Is it that important for every one to engage in society? What if some people just want to be with the rest of nature? I have noticed some Autistic people don’t want to engage with other people. Is this because the anxiety overwhelms them so much that no body taught them how to cope with it? It’s easier to cope with the anxiety than to leave yourself isolated and lonely.

Loneliness is not only an Human problem, it’s a non-Human problem as well. Many dogs, cats, and other animals get lonely even rodents. Have you noticed plants can get lonely? In fact, have you ever thought all five kingdoms of the many organisms of life can become lonely. The point is any one who is a part of the animal kingdom needs to cope with anxiety in order to function with the rest of the animal kingdom.

Some people who can’t function with other people, need to just realize who they are to function with every one else to feel connected to another Human being. Some people can only function with other people because they are afraid of other animals. It’s very important to cope with the anxiety to function with all positive life forms. That’s where meditation and non-judgmental thoughts help out. For example, when a fly lands on your arm for a just a moment, its there for just a moment to interact with you. We not only need to accept Neurodiversity, we need to accept Biodiversity to be able to cope with the anxiety of being around others.
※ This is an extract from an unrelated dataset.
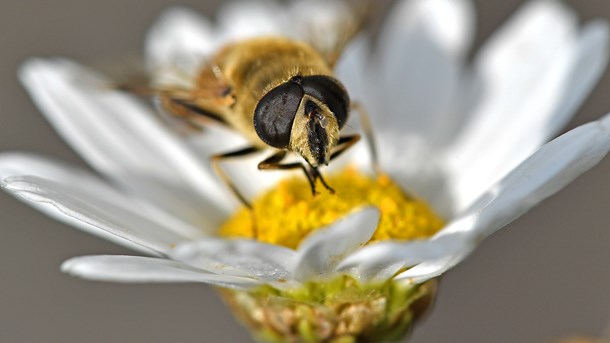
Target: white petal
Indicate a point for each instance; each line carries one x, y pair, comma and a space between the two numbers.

The best way to cope with anxiety is accepting to connect with others. By doing so, we need to accept who we are and know what works best for us. For me, I am learning to meditate to calm my mind. Give it try yourself! If you can’t cope with the anxiety doing that try to listen to positive song tunes in your head like “I Believe I can Fly” by R.Kelly or hold a small rock in your hand or use a cloth tissue to hold on to. In the end, you can get through it if you believe.

I hope this helped everyone understand how to cope with anxiety.